If our correctional system is purely about punishment, then the system is actually set up pretty well.  We have plenty of things to punish people for, from drugs to theft to rape and murder.  We have lawyers and judges to make sure people have fair trials, and by-and-large, we’ll say the justice system works well to fairly punish people.


But here is where the system fails.  When you make the purpose of a system to punish people, whether you like it or not, that system will find ways to punish them.  It may seem ridiculous and obvious but you only see it in light of what else might be possible.  By over emphasizing punishment, you are in fact saying, if not out loud, that people are irredeemable and that they must be continuously punished, Sisyphus style.  To what purpose, one can only guess, though I suspect our Judeo-Christian values are somewhat to blame, but that is another post.

What if, instead of punishment you focused on rehabilitation?  If a system is structured to rehabilitate rather than punish, you are answering a fundamentally different question.  Yes, a person is being punished at the moment for the crime that made them a threat to society, but that fundamentally, they ARE redeemable.  This system would look for ways to empower this individual rather than disempower them.

The structure of these two paradigms might appear on the surface to be very similar – i.e. you’d still need laws, police, jails, and correctional facilities.  What would be different would be how society would treat these individuals.   In turn, how these individuals thought of themselves would be different.  They would at least see a POSSIBILITY of a different outcome.

Now our prison system is a little bit of both.  States rights make different state systems have slightly different bents.  But it seems pretty clear that nationwide we have a problem with our correctional system.  We make more and more laws to punish people, which is extremely effective at finding and imprisoning “criminals”.  However, imprisoning people is not a means to an end and the country is spending billions of dollars funding a system that, by its very nature, will never be satisfied.  Can we really say the War on Drugs has done anything but make smoking pot even cooler for teenagers?

The answer is to take a step back and answer the basic question about corrections.  I would prefer to live in a society that truly sets up a system where an inmate has an opportunity at success and not a virtual life-sentence of repeat offending.

I didn’t even get into the reasons why the recidivism rate is so high, but that may be for another post.

The light at the end of the tunnel is that some people “get it”.  In NY they have instituted a partnership with Cornell to provide education to inmates so that they have marketable skills when they leave prison.  This is just one way to combat one of the many reasons why people turn to crime.  This is a system that is wrestling with the real question of rehabilitation and not just punishment.
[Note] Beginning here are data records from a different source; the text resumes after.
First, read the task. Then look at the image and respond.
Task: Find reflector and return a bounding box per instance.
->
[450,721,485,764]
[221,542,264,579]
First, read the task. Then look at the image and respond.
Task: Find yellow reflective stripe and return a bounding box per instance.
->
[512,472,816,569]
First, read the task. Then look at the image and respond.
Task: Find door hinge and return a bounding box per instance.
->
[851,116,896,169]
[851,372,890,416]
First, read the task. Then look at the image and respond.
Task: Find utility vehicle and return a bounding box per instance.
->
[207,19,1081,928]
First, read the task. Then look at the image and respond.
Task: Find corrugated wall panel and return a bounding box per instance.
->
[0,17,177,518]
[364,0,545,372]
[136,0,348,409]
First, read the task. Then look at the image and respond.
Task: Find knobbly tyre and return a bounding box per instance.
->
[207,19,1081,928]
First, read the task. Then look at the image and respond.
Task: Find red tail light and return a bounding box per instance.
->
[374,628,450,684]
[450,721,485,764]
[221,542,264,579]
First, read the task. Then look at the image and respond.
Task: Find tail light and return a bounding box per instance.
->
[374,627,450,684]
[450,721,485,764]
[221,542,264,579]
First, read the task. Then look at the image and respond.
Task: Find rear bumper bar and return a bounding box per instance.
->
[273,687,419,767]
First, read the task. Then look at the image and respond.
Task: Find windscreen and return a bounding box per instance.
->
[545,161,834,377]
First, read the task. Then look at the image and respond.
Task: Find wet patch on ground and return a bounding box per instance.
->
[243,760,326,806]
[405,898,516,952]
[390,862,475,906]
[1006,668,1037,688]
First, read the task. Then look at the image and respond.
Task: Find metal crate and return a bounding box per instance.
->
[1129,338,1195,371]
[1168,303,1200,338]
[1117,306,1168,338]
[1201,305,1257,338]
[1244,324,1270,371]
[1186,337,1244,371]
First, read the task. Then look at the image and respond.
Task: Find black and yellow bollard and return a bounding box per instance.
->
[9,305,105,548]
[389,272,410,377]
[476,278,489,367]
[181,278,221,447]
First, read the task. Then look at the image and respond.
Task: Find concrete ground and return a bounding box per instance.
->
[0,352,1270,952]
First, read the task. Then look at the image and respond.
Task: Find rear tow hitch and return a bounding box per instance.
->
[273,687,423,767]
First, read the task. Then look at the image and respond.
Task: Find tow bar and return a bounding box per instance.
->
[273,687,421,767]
When money is spent this way, the inevitable protest will always be “that’s not fair” or “why should they benefit from being a criminal?”  These protests say more about the person than the policy they are questioning.  It implies that the criminal should be punished in perpetuity, until such time as you, protestor, decide they’ve suffered enough to justify getting some benefit.  To hell with the damage to society from how we treat our criminals, as long as you get some satisfaction they are being forever punished.

My point is this.  The current prison system, while certainly not a monolith and much more like a hideous Chimera, is flawed and I believe too skewed towards a system that is orchestrated to punish and incarcerate people.  This is why we see the incarceration rates we do and, yes, the number of private penitentiaries exploding.

But “NO” this is not a flaw in capitalism or in our vigilance to justice.

It’s a system that was always destined to fail.

In a few words, the prison system is not very FYMP.  We better correct ourselves before we wreck ourselves.  That is all.